このように、本件は数ある投資詐欺の中でも極めて大規模、組織的、計画的、悪質
かつ卑劣な犯行といえ、高齢者らの被害は凄惨を極めます。本件で起訴されている
犯罪は、被告人らが犯した罪のごく一部に過ぎないのです。
 本日の判決内容は、被害者の感情を考慮すると不十分と言わざるを得ません。
 ただ、平成25年8月に最初の関係者が逮捕されて以降、本判決に至るまで3年
以上にわたり捜査を行い、公判を維持してきた警察・検察の尽力には心より敬意を
表します。

 しかし、本件の真の首謀者である今野郁男氏(カンボジア名:Konno Kakada)は、
逮捕状が発付されて国際手配をされていながら、現在、カンボジア
におり、逮捕されていません。裁判では、本件は今野氏が計画し指示したものであ
り、また多額の被害金がカンボジアの今野氏のもとに届けられたことが明らかとな
っています。今野氏は、平成24年にカンボジアへ渡航し、以後、現在に至るまで
カンボジアを拠点としており、平成25年には国籍も日本からカンボジアへ変更し
ております。
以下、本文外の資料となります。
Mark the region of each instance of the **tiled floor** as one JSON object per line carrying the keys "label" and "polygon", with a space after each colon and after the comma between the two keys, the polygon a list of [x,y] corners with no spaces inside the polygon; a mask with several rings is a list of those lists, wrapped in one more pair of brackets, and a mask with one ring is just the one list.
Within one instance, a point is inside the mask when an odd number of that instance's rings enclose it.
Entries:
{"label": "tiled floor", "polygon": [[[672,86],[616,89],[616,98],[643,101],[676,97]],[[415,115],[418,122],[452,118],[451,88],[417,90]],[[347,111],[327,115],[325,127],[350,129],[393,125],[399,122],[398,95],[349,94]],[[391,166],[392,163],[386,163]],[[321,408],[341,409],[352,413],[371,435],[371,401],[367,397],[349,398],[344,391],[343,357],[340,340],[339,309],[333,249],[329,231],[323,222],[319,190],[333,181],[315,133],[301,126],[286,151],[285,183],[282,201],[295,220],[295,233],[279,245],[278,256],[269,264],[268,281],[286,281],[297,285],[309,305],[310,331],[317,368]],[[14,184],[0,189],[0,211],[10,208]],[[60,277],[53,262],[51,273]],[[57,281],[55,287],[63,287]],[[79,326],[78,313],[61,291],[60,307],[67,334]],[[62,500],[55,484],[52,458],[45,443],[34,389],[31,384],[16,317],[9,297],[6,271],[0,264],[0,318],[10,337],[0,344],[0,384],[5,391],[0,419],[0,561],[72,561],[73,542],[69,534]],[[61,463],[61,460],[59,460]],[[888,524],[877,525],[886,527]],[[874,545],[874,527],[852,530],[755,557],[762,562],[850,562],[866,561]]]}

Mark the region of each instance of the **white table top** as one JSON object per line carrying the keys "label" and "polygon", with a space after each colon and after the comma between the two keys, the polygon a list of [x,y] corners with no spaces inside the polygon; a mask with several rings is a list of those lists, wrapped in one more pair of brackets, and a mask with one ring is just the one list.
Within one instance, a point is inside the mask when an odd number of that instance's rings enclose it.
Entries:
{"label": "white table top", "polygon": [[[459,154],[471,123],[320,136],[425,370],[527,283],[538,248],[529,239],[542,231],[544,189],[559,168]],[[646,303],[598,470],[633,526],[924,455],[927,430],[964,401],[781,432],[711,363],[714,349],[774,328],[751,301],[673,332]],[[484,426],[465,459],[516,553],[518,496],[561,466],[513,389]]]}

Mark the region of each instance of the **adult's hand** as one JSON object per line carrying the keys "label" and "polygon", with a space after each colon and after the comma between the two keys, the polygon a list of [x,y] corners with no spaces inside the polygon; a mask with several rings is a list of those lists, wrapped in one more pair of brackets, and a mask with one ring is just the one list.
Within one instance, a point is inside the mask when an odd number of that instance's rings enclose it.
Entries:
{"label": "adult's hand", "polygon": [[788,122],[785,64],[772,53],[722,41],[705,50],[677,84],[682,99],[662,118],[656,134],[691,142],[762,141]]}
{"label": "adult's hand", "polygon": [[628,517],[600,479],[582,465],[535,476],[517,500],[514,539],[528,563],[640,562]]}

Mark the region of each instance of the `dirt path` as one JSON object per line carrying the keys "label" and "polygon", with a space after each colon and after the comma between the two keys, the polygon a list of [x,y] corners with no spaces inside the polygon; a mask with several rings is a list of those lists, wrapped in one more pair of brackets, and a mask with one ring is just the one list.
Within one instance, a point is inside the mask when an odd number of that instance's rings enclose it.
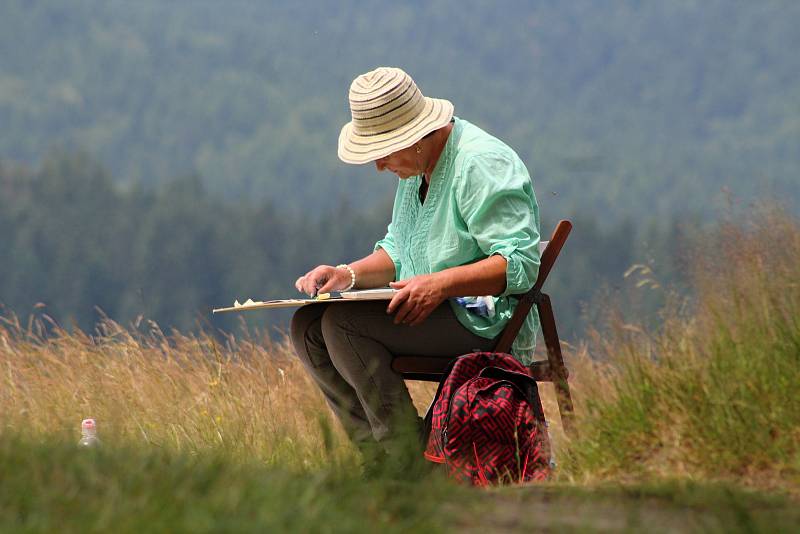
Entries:
{"label": "dirt path", "polygon": [[519,487],[490,490],[485,506],[463,511],[456,530],[495,532],[800,532],[800,507],[783,499],[708,494],[626,494],[620,490]]}

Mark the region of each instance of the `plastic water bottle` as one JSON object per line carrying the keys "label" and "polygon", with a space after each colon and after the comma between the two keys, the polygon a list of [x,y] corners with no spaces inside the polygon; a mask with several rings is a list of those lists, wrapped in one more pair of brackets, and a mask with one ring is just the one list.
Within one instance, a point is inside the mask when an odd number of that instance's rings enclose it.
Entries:
{"label": "plastic water bottle", "polygon": [[81,440],[78,445],[81,447],[97,447],[100,445],[100,440],[97,439],[97,423],[94,419],[81,421]]}

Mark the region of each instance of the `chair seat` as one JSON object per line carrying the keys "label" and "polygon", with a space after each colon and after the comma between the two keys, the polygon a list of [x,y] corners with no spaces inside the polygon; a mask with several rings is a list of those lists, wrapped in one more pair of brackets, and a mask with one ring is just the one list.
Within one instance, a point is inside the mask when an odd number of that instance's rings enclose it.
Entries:
{"label": "chair seat", "polygon": [[[392,360],[392,369],[408,380],[438,381],[451,360],[441,356],[397,356]],[[550,363],[546,360],[533,362],[528,372],[537,382],[553,381]]]}

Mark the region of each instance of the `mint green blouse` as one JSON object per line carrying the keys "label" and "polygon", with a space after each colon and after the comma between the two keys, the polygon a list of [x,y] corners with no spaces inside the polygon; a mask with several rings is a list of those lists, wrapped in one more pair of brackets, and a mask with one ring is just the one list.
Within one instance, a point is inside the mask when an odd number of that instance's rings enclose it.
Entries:
{"label": "mint green blouse", "polygon": [[[539,207],[528,171],[508,145],[456,118],[424,204],[420,180],[399,180],[392,221],[375,249],[392,258],[396,280],[502,255],[506,289],[494,299],[494,317],[477,315],[450,299],[461,324],[493,338],[514,313],[516,300],[508,295],[528,291],[539,272]],[[532,361],[538,329],[534,311],[512,347],[525,364]]]}

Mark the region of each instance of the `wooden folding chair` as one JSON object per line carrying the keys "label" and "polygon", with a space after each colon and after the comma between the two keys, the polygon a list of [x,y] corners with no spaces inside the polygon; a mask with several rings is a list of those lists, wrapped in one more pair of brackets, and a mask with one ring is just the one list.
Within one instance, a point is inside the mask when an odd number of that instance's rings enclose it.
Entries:
{"label": "wooden folding chair", "polygon": [[[569,373],[561,354],[561,342],[558,339],[553,306],[550,303],[549,295],[542,293],[542,286],[553,269],[556,258],[558,258],[558,254],[561,252],[561,248],[567,241],[571,231],[572,223],[559,221],[550,241],[541,243],[541,264],[539,265],[539,276],[536,279],[536,283],[527,293],[516,296],[519,302],[514,314],[503,329],[494,347],[495,352],[508,352],[511,350],[511,345],[517,337],[525,317],[527,317],[535,304],[539,312],[542,336],[547,347],[547,360],[533,362],[528,367],[528,370],[537,382],[553,382],[555,385],[558,409],[561,413],[561,421],[565,430],[568,429],[573,415],[572,396],[567,382]],[[397,356],[392,361],[392,369],[402,374],[403,378],[407,380],[438,382],[441,380],[442,374],[451,359],[440,356]]]}

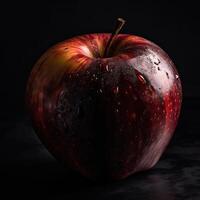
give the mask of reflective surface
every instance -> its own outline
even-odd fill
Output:
[[[198,200],[200,105],[199,100],[186,104],[175,137],[158,164],[114,183],[93,183],[65,170],[41,145],[26,119],[1,122],[1,195],[5,199]]]

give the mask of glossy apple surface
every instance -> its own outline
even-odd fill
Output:
[[[180,113],[181,83],[154,43],[88,34],[50,48],[35,64],[27,105],[36,133],[60,161],[91,178],[122,179],[153,167]]]

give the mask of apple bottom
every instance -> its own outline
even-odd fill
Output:
[[[178,117],[167,115],[176,85],[162,96],[136,69],[115,65],[67,74],[46,90],[43,117],[34,117],[42,119],[34,124],[50,152],[93,180],[123,179],[153,167]]]

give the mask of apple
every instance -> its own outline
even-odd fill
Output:
[[[156,44],[119,34],[77,36],[42,55],[26,102],[47,149],[85,177],[119,180],[152,168],[179,118],[175,65]]]

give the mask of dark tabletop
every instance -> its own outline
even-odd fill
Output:
[[[27,117],[0,123],[4,199],[200,199],[199,100],[184,103],[179,126],[157,165],[114,183],[66,170],[43,147]]]

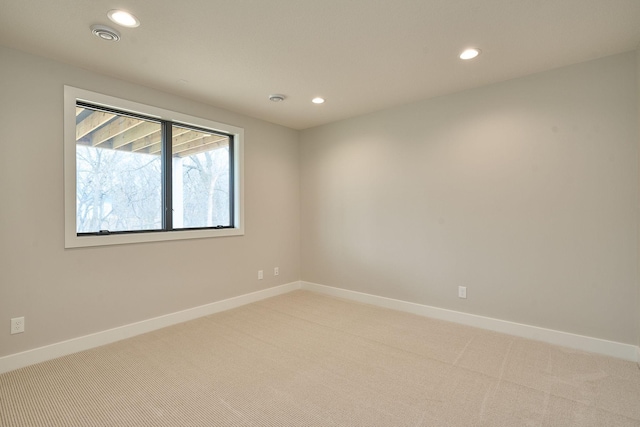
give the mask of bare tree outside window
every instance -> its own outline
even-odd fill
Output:
[[[77,233],[163,230],[163,173],[171,171],[172,224],[164,229],[229,227],[230,138],[171,127],[163,170],[160,122],[76,108]]]

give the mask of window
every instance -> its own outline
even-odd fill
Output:
[[[243,234],[243,130],[65,87],[65,247]]]

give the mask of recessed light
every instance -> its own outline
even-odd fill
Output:
[[[107,13],[109,19],[123,27],[135,28],[140,25],[138,18],[124,10],[113,9]]]
[[[324,104],[324,98],[320,98],[320,97],[313,98],[311,102],[313,102],[314,104]]]
[[[269,95],[269,101],[280,102],[284,101],[285,96],[280,95],[279,93],[274,93],[273,95]]]
[[[464,59],[464,60],[468,60],[468,59],[473,59],[476,56],[480,55],[480,49],[478,48],[471,48],[471,49],[466,49],[464,52],[462,52],[460,54],[460,59]]]
[[[117,42],[120,40],[120,33],[106,25],[92,25],[91,32],[94,36],[100,37],[102,40],[109,42]]]

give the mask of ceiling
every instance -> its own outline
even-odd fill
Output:
[[[640,47],[640,0],[0,0],[0,44],[305,129]],[[136,15],[124,28],[111,9]],[[93,24],[117,29],[106,42]],[[458,54],[479,47],[463,62]],[[286,100],[269,101],[279,93]],[[315,96],[326,103],[315,105]]]

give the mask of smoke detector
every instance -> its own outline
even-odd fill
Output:
[[[94,36],[109,42],[117,42],[120,40],[120,33],[106,25],[92,25],[91,32]]]
[[[284,101],[285,96],[280,95],[279,93],[274,93],[273,95],[269,95],[269,101],[280,102]]]

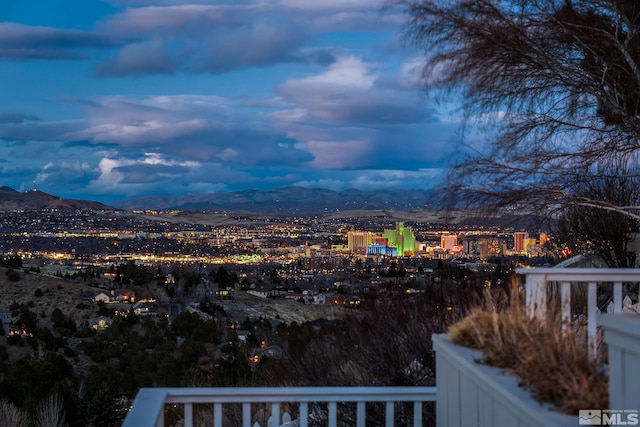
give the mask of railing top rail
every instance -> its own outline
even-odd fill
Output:
[[[122,425],[125,427],[155,425],[163,410],[166,396],[166,389],[140,389]]]
[[[141,389],[140,392],[143,392]],[[435,401],[435,387],[164,388],[166,403]]]
[[[640,268],[516,268],[516,273],[548,281],[640,282]]]

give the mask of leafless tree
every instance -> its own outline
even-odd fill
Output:
[[[585,182],[576,189],[576,196],[597,198],[615,206],[640,201],[640,179],[628,177],[624,165],[612,167],[604,175],[610,177]],[[640,231],[638,220],[620,212],[575,204],[564,210],[556,224],[556,239],[572,252],[595,252],[609,267],[635,267],[631,243]]]
[[[288,360],[264,373],[264,381],[282,386],[433,386],[431,336],[462,318],[475,297],[470,288],[433,285],[416,300],[366,301],[333,327],[290,327]],[[339,424],[353,425],[355,405],[339,407]],[[435,424],[434,409],[425,405],[423,425]],[[325,405],[311,405],[309,411],[314,414],[310,425],[327,424]],[[396,425],[410,425],[411,405],[398,404],[394,411]],[[295,409],[290,412],[295,416]],[[383,414],[384,405],[368,405],[367,426],[383,425]]]
[[[640,176],[640,3],[634,0],[398,0],[424,47],[423,81],[464,99],[473,139],[450,202],[549,214],[591,206],[640,218],[584,184]],[[456,197],[451,198],[451,194]]]

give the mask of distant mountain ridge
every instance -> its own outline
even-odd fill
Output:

今野氏の刑事責任が問われないままでは本件が真に解決したとは言え
ず、警察・検察に対しては、国際的な協力の下、今野氏の逮捕行に向けた活動をこ
れまで以上に強く期待します。

 我が国では、本件と同種の投資詐欺が後を絶たず、その手口も年々悪質化、巧妙
化しておりますが、本判決はこれら同種犯行の再発を強く抑制するものといえます。
 当弁護団としては、引き続き警察・検察の捜査・公判に協力していくとともに、
未だ十分に実現されているとはいえない被害回復に向けて尽力していく所存です。